Кейт улыбнулась, но он был слишком шокирован ее просьбой, чтобы заметить это.

– У вас же был отец, верно?

Горло Энтони перехватило судорогой. Он не часто говорил об отце даже со своими родными. И твердил себе, что это потому, что все в прошлом: Эдмунд мертв уже больше десяти лет. Но, по правде сказать, некоторые вещи слишком сильно бередили старые раны.

А есть раны, которые не заживают даже через столько лет!

– Он… он был великим человеком, – тихо начал Энтони. – И прекрасным отцом. Я очень его любил.
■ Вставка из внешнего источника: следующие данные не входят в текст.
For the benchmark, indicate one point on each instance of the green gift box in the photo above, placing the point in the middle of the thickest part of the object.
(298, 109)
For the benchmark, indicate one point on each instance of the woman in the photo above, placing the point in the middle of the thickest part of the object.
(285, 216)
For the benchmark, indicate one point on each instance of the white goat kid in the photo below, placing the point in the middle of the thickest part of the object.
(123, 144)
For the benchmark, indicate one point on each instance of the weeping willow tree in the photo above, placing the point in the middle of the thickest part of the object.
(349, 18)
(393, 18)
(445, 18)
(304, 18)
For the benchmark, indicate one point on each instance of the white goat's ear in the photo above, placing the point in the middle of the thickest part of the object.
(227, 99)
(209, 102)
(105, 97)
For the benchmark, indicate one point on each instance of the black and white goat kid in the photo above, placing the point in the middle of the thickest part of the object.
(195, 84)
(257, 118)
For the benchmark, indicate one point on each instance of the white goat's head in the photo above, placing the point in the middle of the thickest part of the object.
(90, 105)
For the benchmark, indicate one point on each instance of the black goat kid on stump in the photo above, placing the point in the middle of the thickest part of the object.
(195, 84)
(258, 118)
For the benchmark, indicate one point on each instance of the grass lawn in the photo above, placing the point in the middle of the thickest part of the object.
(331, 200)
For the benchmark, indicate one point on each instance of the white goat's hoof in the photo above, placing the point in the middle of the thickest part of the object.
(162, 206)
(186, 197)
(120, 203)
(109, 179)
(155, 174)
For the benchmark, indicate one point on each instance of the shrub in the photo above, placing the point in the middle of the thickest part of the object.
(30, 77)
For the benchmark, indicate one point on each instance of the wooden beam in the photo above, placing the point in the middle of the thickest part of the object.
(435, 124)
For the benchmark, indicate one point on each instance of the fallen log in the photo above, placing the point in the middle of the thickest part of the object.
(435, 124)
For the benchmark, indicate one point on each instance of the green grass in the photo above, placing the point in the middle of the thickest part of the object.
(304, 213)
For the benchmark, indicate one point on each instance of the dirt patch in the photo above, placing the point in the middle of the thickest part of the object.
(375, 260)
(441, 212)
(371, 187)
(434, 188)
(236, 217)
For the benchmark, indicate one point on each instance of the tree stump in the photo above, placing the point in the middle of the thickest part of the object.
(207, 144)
Кейт повернулась, чтобы взглянуть на него.

– Ваша мать с такой любовью говорит о нем. Поэтому я и спросила.

– Мы все любили его, – просто ответил он, глядя в пустоту. Сейчас он не видел ничего, кроме отцовского лица, каким оно было в последние минуты жизни. – Он был лучшим отцом, которого может пожелать себе любой мальчишка.

– Когда он умер?

– Одиннадцать лет назад. Летом. Мне только исполнилось восемнадцать. Как раз перед моим отъездом в Оксфорд.

– Молодому человеку трудно потерять отца, особенно в такое время.

Энтони резко обернулся к ней.

– Отца потерять тяжело в любое время.

– Разумеется, – поспешно согласилась Кейт, – но, думаю, бывают особенно тяжкие времена. И для мальчиков и девочек все бывает по-разному. Мой отец скончался пять лет назад, и мне ужасно его недостает, но, думаю, это не одно и то же.

Он вопросительно посмотрел на нее.

– Мой отец был чудесным человеком, – объяснила Кейт. Глаза ее сразу потеплели. – Добрый и мягкий, однако при необходимости бывал и суровым. Но для мальчика отец значит очень много: именно он должен научить его быть мужчиной. А потерять отца в восемнадцать лет, когда только начинаешь понимать, какая ужасная это потеря… – Она громко вздохнула. – Возможно, я не имею права это обсуждать, тем более что не могу представить себя на месте мужчины, но считаю… – Она помедлила, поджав губы, словно пыталась подобрать слова. – Считаю, что это очень тяжело.

– Моим братьям было шестнадцать, двенадцать и два года, – тихо сказал Энтони.

– Полагаю, им тоже пришлось нелегко, хотя самый младший мальчик, должно быть, совсем его не помнит.

– Верно, – кивнул Энтони. Кейт грустно улыбнулась:

– Я тоже не помню свою мать. И от этого так странно на душе!

– Сколько вам было, когда она умерла?

– Это произошло в мой третий день рождения. Всего несколько месяцев спустя отец женился на Мэри, даже не удосужившись соблюсти общепринятого периода траура. Это весьма шокировало ближайших соседей, хотя, думаю, что нуждалась в матери больше, чем он в соблюдении этикета.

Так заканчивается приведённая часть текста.